We need to ask ourselves “What information am I passing to Get-WMIObject?” and “Why?”  If we execute the first two commands we get this:
ComputerName                                                                                                                            
------------                                                                                                                             
DC                                                                                                                                      
SVR1                                                                                                                                     
CL1                                                                                                                                     
SVR2                                                                                                                                     
EX1                                                                                                                                     
DomainAdmins1 

By the looks of things, we are passing objects with a ComputerName property to Get-WMIObject.  I’m willing to bet the intent is to execute Get-WMIObject against remote devices.  OK, is this possible through the PowerShell Pipeline.  Let’s see if Get-WMIObject has a –ComputerName parameter.
-ComputerName []
    Specifies the target computer for the management operation.

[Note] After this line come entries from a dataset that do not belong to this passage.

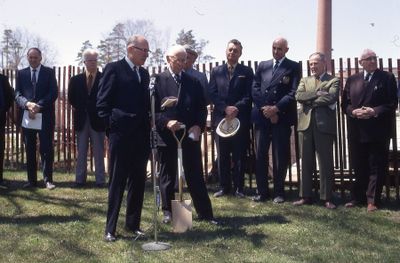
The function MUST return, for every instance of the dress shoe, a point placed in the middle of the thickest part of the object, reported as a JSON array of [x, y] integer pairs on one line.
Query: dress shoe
[[330, 205], [239, 194], [167, 217], [50, 185], [278, 200], [371, 208], [303, 201], [109, 237], [259, 198], [29, 185], [139, 233], [3, 185], [220, 193], [350, 204]]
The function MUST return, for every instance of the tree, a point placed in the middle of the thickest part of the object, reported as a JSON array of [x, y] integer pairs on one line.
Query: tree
[[16, 42], [79, 57], [187, 38]]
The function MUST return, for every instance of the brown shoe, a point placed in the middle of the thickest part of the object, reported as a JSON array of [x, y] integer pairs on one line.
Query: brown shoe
[[371, 208], [302, 201], [330, 205]]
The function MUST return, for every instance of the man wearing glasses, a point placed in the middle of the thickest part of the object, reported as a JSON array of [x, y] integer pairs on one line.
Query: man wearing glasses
[[124, 104], [189, 109], [369, 100], [82, 95]]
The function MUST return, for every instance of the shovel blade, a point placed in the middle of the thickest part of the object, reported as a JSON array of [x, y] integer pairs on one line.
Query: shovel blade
[[181, 215]]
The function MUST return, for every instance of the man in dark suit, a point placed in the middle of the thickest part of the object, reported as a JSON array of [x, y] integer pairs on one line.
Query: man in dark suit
[[123, 103], [369, 100], [230, 92], [274, 87], [36, 92], [317, 96], [6, 100], [82, 95], [190, 110]]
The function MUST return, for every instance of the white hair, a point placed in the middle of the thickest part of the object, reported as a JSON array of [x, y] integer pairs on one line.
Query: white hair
[[175, 49], [88, 52]]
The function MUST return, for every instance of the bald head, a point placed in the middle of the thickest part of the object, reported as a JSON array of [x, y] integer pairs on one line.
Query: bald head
[[279, 48]]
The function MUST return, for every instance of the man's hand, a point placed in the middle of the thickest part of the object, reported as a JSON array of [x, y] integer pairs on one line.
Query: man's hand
[[364, 113], [231, 112], [33, 107], [194, 133], [269, 111], [173, 125]]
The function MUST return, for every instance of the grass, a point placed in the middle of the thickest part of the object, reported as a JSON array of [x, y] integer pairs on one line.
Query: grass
[[67, 225]]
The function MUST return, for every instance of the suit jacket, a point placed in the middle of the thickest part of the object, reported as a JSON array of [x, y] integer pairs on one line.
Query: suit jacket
[[44, 94], [234, 92], [6, 97], [203, 81], [84, 104], [277, 89], [324, 107], [190, 110], [379, 93], [122, 101]]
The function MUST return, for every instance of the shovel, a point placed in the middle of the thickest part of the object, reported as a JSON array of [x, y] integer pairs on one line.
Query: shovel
[[181, 209]]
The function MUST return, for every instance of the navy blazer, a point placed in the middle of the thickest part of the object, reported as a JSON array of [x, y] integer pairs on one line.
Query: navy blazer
[[45, 93], [234, 92], [190, 110], [380, 93], [6, 96], [84, 104], [277, 89], [122, 101]]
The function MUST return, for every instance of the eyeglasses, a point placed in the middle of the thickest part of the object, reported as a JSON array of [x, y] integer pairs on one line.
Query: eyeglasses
[[371, 58], [145, 50]]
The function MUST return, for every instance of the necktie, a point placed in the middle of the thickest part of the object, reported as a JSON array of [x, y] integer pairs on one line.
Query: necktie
[[90, 83], [136, 70], [276, 65], [33, 77], [230, 71], [177, 79]]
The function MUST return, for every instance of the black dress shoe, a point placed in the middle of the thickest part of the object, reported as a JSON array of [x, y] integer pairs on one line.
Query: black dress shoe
[[28, 185], [259, 198], [109, 237], [220, 193]]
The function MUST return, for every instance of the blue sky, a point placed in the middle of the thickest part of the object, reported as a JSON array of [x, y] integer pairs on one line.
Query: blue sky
[[357, 24]]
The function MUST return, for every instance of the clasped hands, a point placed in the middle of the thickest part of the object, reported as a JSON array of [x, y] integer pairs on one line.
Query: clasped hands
[[271, 112], [364, 113], [32, 108], [194, 131]]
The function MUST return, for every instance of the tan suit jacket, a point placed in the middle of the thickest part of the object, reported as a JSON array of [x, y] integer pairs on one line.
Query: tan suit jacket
[[324, 105]]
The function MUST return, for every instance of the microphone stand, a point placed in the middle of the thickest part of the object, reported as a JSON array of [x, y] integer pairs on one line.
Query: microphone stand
[[154, 246]]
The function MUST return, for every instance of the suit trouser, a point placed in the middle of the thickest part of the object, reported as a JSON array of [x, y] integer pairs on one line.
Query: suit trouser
[[128, 161], [370, 162], [313, 142], [97, 141], [191, 161], [231, 159], [279, 135], [2, 143], [46, 153]]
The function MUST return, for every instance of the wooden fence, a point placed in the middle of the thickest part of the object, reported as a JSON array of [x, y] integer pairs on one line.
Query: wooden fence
[[65, 143]]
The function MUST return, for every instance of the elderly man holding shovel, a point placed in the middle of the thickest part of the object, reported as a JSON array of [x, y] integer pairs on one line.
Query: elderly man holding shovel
[[180, 103]]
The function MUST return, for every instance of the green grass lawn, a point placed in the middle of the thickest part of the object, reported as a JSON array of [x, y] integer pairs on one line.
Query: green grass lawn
[[67, 225]]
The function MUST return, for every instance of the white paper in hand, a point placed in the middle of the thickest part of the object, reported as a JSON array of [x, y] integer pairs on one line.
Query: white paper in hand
[[35, 124]]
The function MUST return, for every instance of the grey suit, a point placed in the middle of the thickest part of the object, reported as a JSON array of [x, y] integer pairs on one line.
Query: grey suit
[[317, 131]]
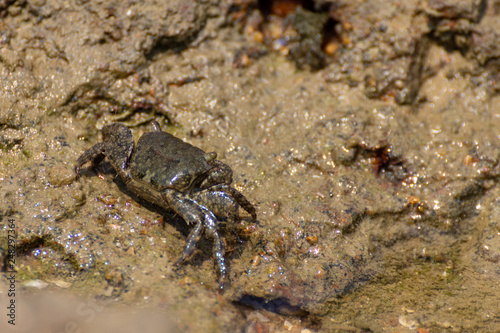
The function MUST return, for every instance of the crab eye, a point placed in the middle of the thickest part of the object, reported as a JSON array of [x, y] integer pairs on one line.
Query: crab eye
[[210, 156]]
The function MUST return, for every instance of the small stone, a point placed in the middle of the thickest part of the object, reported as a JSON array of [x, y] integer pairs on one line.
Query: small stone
[[39, 284]]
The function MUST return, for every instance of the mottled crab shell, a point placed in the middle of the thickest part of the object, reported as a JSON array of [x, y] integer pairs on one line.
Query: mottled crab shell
[[164, 161]]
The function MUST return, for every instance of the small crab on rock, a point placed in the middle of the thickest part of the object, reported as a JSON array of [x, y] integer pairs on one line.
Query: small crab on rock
[[173, 174]]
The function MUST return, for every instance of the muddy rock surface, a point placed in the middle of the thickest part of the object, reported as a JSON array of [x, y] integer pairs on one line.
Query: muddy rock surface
[[368, 142]]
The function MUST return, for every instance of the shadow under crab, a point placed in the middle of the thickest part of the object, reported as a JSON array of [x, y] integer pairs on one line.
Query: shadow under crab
[[173, 174]]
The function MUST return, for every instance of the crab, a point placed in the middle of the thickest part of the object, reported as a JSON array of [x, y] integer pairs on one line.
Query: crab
[[175, 175]]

Enter a fully qualified domain name, a NetBIOS name, or an IP
    address. When the remote computer is in a different domain than the local computer, the fully qualified domain name is
    required.
   
    The default is the local computer. To specify the local computer, such as in a list of computer names, use "localhost",
    the local computer name, or a dot (.).
   
    This parameter does not rely on Windows PowerShell remoting, which uses WS-Management. You can use the ComputerName
    parameter of Get-WmiObject even if your computer is not configured to run WS-Management remote commands.
   
    Required?                    false
    Position?                    named
    Default value                none
    Accept pipeline input?       false
    Accept wildcard characters?  false

It does, and it accepts multiple values.  The only problem, it does not accept input from the pipeline.  This will not work unless we recode.

Resolution:

Use ForeEach-Object.
ForeEach-Object has the unique capability of tricking cmdlets into being used in the PowerShell pipeline.  Take a look at this code:
Get-ADComputer -filter * |
    ForEach-Object {
        Get-WMIobject -ClassName Win32_Bios -ComputerName $_.Name
    }

Here we are encapsulating the Get-WMIObject cmdlet inside of ForEach-Object. We do need to explicitly use the –ComputerName parameter of Get-WMIObject. Remember, it does not accept pipeline input and we are not attempting to pass it pipeline input directly.  We also need to specify which property of the current object in the PowerShell Pipeline that we want to use.  In this case, it is the value of the name property.